For the first time, a key world leader actually uttered parts of the laundry list of Iranian regime misdeeds that people like myself and Michael Ledeen and Iranian dissidents such as Rouzbeh Farahanipour and Reza Pahlavi have been warning about for years.
Blair said there were "elements of the government of Iran, openly supporting terrorism in Iraq to stop a fledgling democratic process; trying to turn out a democratic government in Lebanon; floutting the international community's desire for peace in Palestine - at the same time as denying the Holocaust and trying to acquire nuclear weapons capability.”
Blair expressed surprise that despite these overt deeds, “a large part of world opinion is frankly almost indifferent. It would be bizarre if it weren't deadly serious.”
"We must recognize the strategic challenge the government of Iran poses," Blair added. "Not its people, possibly not all its ruling elements, but those presently in charge of its policy."

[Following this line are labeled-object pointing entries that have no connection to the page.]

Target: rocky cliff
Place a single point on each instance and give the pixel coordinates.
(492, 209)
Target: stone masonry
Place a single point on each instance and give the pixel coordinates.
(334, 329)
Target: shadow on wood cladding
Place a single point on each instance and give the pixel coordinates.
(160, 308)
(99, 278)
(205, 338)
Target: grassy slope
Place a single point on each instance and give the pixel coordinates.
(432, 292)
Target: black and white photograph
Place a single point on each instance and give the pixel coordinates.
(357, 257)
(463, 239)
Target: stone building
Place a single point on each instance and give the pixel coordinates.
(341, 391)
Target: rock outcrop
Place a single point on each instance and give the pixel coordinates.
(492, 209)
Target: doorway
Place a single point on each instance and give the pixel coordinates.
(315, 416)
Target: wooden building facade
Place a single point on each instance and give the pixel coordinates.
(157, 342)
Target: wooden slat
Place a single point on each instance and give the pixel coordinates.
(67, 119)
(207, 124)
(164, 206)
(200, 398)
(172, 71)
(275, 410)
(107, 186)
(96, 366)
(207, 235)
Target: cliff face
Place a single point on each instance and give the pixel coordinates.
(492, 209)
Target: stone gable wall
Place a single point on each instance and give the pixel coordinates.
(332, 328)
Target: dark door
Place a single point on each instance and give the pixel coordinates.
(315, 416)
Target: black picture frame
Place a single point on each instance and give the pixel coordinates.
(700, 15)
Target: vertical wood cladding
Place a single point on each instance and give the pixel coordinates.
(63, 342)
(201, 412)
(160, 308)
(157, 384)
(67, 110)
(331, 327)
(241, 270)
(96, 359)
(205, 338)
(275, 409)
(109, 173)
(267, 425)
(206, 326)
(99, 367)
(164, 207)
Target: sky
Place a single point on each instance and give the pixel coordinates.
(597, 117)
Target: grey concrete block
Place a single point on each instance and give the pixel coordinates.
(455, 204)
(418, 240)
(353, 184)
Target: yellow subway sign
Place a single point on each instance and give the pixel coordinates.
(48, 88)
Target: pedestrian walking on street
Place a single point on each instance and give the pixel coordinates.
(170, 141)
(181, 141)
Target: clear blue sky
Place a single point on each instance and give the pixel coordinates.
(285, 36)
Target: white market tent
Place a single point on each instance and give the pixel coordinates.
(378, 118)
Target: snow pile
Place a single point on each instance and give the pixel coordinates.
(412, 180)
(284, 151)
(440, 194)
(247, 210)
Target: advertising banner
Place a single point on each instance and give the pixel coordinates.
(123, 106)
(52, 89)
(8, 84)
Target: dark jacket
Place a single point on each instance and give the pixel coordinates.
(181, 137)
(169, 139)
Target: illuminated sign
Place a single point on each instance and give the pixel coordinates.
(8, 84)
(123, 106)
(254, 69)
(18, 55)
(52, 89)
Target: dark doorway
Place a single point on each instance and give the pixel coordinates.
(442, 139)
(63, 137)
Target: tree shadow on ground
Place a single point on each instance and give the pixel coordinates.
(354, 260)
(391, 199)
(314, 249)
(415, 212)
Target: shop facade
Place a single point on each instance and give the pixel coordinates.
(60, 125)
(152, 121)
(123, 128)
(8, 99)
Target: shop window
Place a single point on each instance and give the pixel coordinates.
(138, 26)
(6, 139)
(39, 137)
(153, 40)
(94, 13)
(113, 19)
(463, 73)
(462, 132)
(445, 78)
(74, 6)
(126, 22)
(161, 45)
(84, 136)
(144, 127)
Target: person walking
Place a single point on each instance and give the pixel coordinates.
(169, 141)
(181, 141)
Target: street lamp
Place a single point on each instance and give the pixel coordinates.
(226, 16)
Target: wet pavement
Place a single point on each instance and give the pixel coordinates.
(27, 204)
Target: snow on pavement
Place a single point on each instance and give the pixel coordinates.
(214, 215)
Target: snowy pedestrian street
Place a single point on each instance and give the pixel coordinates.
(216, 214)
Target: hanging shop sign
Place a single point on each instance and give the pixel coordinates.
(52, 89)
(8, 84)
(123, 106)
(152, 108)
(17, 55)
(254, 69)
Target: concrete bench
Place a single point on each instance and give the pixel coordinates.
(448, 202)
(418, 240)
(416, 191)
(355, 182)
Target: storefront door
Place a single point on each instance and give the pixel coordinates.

While all of this is developing, the United States and Britain have begun a quiet buildup of their naval forces in the Persian Gulf, with the goal of keeping the Strait of Hormuz open to international shipping.
The spark point of open military confrontation could occur in many different ways.
The Iranians, for example, might choose to get directly involved should the U.S. military aid the Iraqi government in a crackdown on the Iranian-backed Mahdi Army and the Badr brigade, two Shiite militias fueling the sectarian violence in Iraq. (A clear sign that Iran is contemplating just such a move was revealed on Christmas day, when the U.S. Acknowledged it was holding four Iranians captured during a raid on the Headquarters of Abdulaziz al-Hakim in Baghdad just three weeks after he met with President Bush in the Oval Office).
Should Iran send troops, or escalate its current level of military involvement in Iraq, the U.S. might choose to take the war into Iran, say by attacking Revolutionary Guards bases near the Iraqi border that were involved in aiding the Iraqi Shi'ite militias.
Should the United States bomb a Rev. Guards base here or there, the Iranians might choose to respond by launching “swarming” attacks against U.S. warships in the Persian gulf, or by attacking a foreign-flagged oil tanker carrying Iraqi or Kuwaiti oil, or by increasing rocket and missile supplies to Hezbollah in Lebanon to spark another diversionary war against Israel.
There are scores of ways this could happen. But where it gets us is to a direct military confrontation with Iran – an Iran which could be a nuclear power, and certainly will be a suspected nuclear power, in a matter of months, if not weeks.
And there is no easy way of walking this back. Even the insane Baker-Hamilton proposal of a direct dialogue with Iran will not get them to abandon their nuclear program, which this regime in Tehran has clearly identified as a strategic asset it is willing to make great sacrifices to develop and protect.
So fasten your seat belts. We are in for a rough ride.